Interview. A l’approche de la phase finale du Top 14, les dirigeants de la Ligue Nationale de Rugby (LNR) ont le sourire. La séquence est désormais dotée d’un “presenting partner” avec Pennylane, logiciel comptable, et affiche d’ores et déjà une billetterie épuisée. Avec l’arrivée du constructeur auto Xpeng comme sponsor, le programme commercial du championnat phare est bouclé.
Même le débat autour du Salary Cap relancé par Antoine Dupont ne semble pas entacher la dynamique du rugby professionnel français comme l’a expliqué Emmanuel Eschalier, directeur général de la LNR (LNR) à SportBusiness.Club, mardi 7 avril 2026 en marge d’une conférence de presse organisée à Paris.

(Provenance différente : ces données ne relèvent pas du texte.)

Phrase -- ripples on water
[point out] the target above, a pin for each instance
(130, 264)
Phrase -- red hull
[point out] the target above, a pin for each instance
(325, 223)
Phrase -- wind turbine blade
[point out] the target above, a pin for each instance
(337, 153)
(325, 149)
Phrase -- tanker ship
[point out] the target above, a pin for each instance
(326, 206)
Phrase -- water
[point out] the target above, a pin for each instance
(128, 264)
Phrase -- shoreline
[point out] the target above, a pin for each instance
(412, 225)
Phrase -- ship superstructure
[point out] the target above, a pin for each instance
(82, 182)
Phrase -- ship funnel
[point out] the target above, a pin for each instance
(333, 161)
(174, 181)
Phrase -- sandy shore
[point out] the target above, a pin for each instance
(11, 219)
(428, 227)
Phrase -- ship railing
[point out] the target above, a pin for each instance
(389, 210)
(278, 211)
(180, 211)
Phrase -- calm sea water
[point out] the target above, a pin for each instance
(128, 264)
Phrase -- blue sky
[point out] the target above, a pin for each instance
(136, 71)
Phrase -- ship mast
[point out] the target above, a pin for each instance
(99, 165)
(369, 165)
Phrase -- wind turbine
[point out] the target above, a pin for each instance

Le Top 14 et la LNR peuvent-ils encore progresser commercialement, alors que les droits TV sont signés et les sponsors déjà nombreux ?
Emmanuel Eschalier : « Il nous reste énormément de chantiers à mener, au moins autant que tout ce que nous avons accompli collectivement jusqu’ici. Notre économie est solide car notre sport rassemble. Les droits audiovisuels sont sécurisés avec Canal+ jusqu’en 2032, avec un nouveau contrat en croissance de près de 15%. Par ailleurs, si le programme de partenariats du Top 14 est complet, nous avons encore des opportunités de développement pour la Pro D2. Les revenus des clubs, qu’il s’agisse du sponsoring ou de la billetterie, continuent également de progresser chaque année grâce à des affluences record. Notre stratégie n’est pas celle d’un coup d’éclat permanent, mais celle d’une croissance structurée, raisonnable et régulée sur le long terme ».
Un naming pour le Top 14 est-il envisageable à l’avenir, malgré les réticences historiques des supporters ?
E.S. : « Non, et ce n’est absolument pas d’actualité et cela ne correspond pas à la stratégie que nous avons définie. Notre modèle repose sur une pyramide de partenaires composée de grandes marques complémentaires ; il n’a pas été conçu pour dépendre d’un namer unique. Le cas de la phase finale est différent : il s’agit d’un package novateur où Pennylane agit en tant que “presenting partner”, mais le naming du championnat lui-même n’est pas sur le marché »
L’arrivée du constructeur auto chinois XPeng comme partenaire est-elle un signal fort de votre attractivité ?
E.S. : « C’est un excellent indicateur de l’attractivité internationale de notre championnat. Des marques étrangères voient désormais dans le rugby un levier puissant pour rayonner médiatiquement en France tout en bénéficiant d’un ancrage territorial fort. XPeng est une entreprise de haute technologie avec des véhicules très innovants, et cette association illustre parfaitement le statut de championnat de référence du Top 14 ».
Quel est l’impact d’un joueur comme Louis Bielle-Biarrey sur l’image commerciale du rugby français ?
E.S. : « Il s’agit d’un joueur exceptionnel dont la dimension médiatique explose, ce qui est le corollaire logique de ses performances sur le terrain. Le succès actuel est un “combo” : d’un côté, une stratégie collective de formation et un équilibre entre les clubs et l’équipe de France ; de l’autre, des individualités fortes auxquelles les jeunes s’identifient. Voir les maillots de Bielle-Biarrey fleurir dans les écoles de rugby est le signe d’une nouvelle génération dorée qui émerge ».
Le débat autour du Salary Cap ne risque-t-il pas de ternir l’image du rugby en le ramenant trop souvent à des questions d’argent ?
E.S. : « Pas du tout. Il est normal qu’un sujet aussi sensible, qui est notre principal outil de régulation économique, suscite des discussions lorsqu’on le révise pour les cinq prochaines années. Ce débat a été serein et a fait l’objet d’une concertation de cinq mois avec les présidents de clubs et le syndicat des joueurs. La décision finale offre un juste équilibre : nous avons acté une augmentation progressive du plafond sur quatre ans pour permettre aux clubs d’étoffer leurs effectifs face aux exigences sportives et de mieux gérer la charge de travail des joueurs. Nous avons aussi introduit des souplesses, comme pour les jokers médicaux ou les contrats d’équipementiers individuels, tout en préservant les fondements du système pour éviter tout contournement ».